Tears Dry on Their Own is at once a recollection of a bittersweet, illicit love affair and a declaration of feminist freedom. “I cannot play myself again/ I should just be my own best friend/not fuck myself in the head with stupid men,” Winehouse declares in one verse. Valerie Simpson and Nicholas Ashford co-wrote Tears Dry on Their Own, but Winehouse owns the song with the honesty and directness of her vocals. The presentation exposes the raw complications of love and psychoanalyzes it at the same time. The song Back to Black played out like an updated version of jazz standards like Black Coffee and Cigarettes, where the screeching anguish of lost love has descended into a dull, consistent ache.
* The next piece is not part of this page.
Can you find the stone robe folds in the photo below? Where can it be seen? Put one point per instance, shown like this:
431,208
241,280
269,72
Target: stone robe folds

The constant barrage of photos and video clips of Ms. Winehouse over the last few years exposed her as a cracked-out, bloody mess, running barefoot and disoriented in the middle of the street, ostensibly snorting coke onstage and generally being an out-of-control rock star. At first it seemed like a bad joke. Was she portraying the Saturday Night Live character Candy Slice run amuck? After awhile, it became apparent that this was no laughing matter. Unlike other members of the 27 Club, who muddled through highs and lows for several years before succumbing to the dark side, Amy just ceased to exist as a performer and musician one day and morphed into a permanent train wreck
I’m not a doctor (and I never played on TV), but copious amounts of alcohol, crack, heroin and whatever else the girl was shooting/snorting/imbibing on a regular basis was enough to kill not just a horse, but a whole stable. The holier-than-thou notion that most people can “snap out of it” after years of intense drug and alcohol abuse is a misnomer; we’re all wired differently and most people can’t just pick themselves up and walk away after a certain point. Given the amount and longevity of Winehouse’s drug and alcohol abuse, it seemed the light at the end of the tunnel was, indeed, farther than she could navigate.
If Amy had overcome her demons, it surely would have given her a wealth of material to match or outdo Back to Black. If she sounded like a jazz singer in some smoky nightclub at 22, can you imagine what she would have created at 35 or 40? She certainly had the talent and the raw chutzpah to become the Billie Holiday of her generation. It’s too bad she left us before she had the chance to generate an extensive body of work.